The Starfish Story

Note to readers: If you came to this blog looking for information on Colony Collapse Disorder among honeybees, please see "Gardeners and the Honeybee Crisis." I wrote the following, in a slightly different version, earlier today as a comment on the No Impact Man blog. However, I thought it was so appropriate for wildlife-friendly gardeners that I decided to republish it here.


There must be hundreds if not thousands of versions of the "starfish story."

Details change, the characters change; sometimes they're father and son, sometimes the "little girl" is an old man. The punch line varies slightly, too.

In my favorite version, a man is walking on a very long beach, where thousands of starfish have been left stranded by the tide. As he walks, he comes across a little girl who is picking up the dying starfish one by one and throwing them back into the ocean. The man says, "Look at how many starfish there are. You can't possibly throw them all back into the ocean before they die. Why are you doing this? It's not going to make a difference."
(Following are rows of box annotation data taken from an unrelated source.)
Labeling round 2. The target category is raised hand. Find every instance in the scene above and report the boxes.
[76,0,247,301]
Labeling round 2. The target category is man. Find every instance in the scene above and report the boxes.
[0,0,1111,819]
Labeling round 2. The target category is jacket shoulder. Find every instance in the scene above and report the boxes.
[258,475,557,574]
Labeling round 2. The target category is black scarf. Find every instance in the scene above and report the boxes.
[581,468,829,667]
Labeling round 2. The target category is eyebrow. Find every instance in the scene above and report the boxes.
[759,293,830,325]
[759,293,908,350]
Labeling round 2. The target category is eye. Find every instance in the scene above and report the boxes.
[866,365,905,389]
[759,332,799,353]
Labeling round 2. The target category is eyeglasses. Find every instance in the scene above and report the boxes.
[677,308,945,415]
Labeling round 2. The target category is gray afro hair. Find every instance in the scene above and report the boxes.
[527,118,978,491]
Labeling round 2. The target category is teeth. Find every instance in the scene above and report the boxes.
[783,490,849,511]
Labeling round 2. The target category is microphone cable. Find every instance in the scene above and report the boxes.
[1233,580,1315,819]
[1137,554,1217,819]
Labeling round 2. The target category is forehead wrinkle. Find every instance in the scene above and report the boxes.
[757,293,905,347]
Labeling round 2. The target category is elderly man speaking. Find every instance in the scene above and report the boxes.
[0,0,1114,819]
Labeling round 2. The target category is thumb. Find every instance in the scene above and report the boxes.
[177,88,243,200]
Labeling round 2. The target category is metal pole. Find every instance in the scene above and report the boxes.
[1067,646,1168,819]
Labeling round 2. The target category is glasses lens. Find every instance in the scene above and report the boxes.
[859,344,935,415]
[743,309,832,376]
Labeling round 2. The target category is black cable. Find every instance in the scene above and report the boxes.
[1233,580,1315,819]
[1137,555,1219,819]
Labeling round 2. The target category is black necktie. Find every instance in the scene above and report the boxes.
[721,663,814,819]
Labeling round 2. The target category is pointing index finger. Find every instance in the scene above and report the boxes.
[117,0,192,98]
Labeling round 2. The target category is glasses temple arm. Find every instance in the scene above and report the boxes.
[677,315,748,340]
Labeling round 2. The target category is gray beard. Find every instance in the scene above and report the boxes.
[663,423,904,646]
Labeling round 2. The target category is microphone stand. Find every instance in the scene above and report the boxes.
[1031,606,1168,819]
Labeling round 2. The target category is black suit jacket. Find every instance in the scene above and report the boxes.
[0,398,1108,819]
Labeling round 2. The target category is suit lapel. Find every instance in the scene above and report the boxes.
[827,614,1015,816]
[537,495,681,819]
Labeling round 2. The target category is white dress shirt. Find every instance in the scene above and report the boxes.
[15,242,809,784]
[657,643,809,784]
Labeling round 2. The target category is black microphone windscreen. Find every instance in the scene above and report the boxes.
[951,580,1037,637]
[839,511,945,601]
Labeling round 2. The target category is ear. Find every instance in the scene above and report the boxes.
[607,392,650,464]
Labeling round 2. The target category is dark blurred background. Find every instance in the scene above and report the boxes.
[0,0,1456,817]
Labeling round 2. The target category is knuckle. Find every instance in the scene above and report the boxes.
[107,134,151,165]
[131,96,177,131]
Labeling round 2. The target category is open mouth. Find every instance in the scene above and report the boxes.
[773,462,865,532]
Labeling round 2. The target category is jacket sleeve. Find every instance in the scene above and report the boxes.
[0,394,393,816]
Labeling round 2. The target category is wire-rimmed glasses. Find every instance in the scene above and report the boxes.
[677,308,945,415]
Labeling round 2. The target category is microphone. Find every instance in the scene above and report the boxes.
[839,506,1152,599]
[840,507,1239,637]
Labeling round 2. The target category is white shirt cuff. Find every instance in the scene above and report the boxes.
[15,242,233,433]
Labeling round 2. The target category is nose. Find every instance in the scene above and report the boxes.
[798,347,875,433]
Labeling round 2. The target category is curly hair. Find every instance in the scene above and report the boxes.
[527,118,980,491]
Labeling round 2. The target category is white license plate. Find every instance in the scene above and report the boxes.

And the little girl replies, as she's throwing a starfish back into the ocean, "It made a difference to that one."

This story apparently originated in a 1969 book called The Unexpected Universe by the revered writer and naturalist Loren Eiseley; Eiseley titled his magnificently written version "The Star Thrower." (The story is also found in a 1978 collection of the same name.) But Eiseley's story has been transformed in the retelling and adopted by countless people as their own. Its popularity testifies to our enduring faith in the power of a single person to make a difference.

I think this story is a particularly apt one for people who decide to practice wildlife-friendly gardening. No matter how large or small the patch of earth you've chosen to care for, you are doing your bit to help others live. You are saving the planet, one back yard, one garden, one windowbox at a time.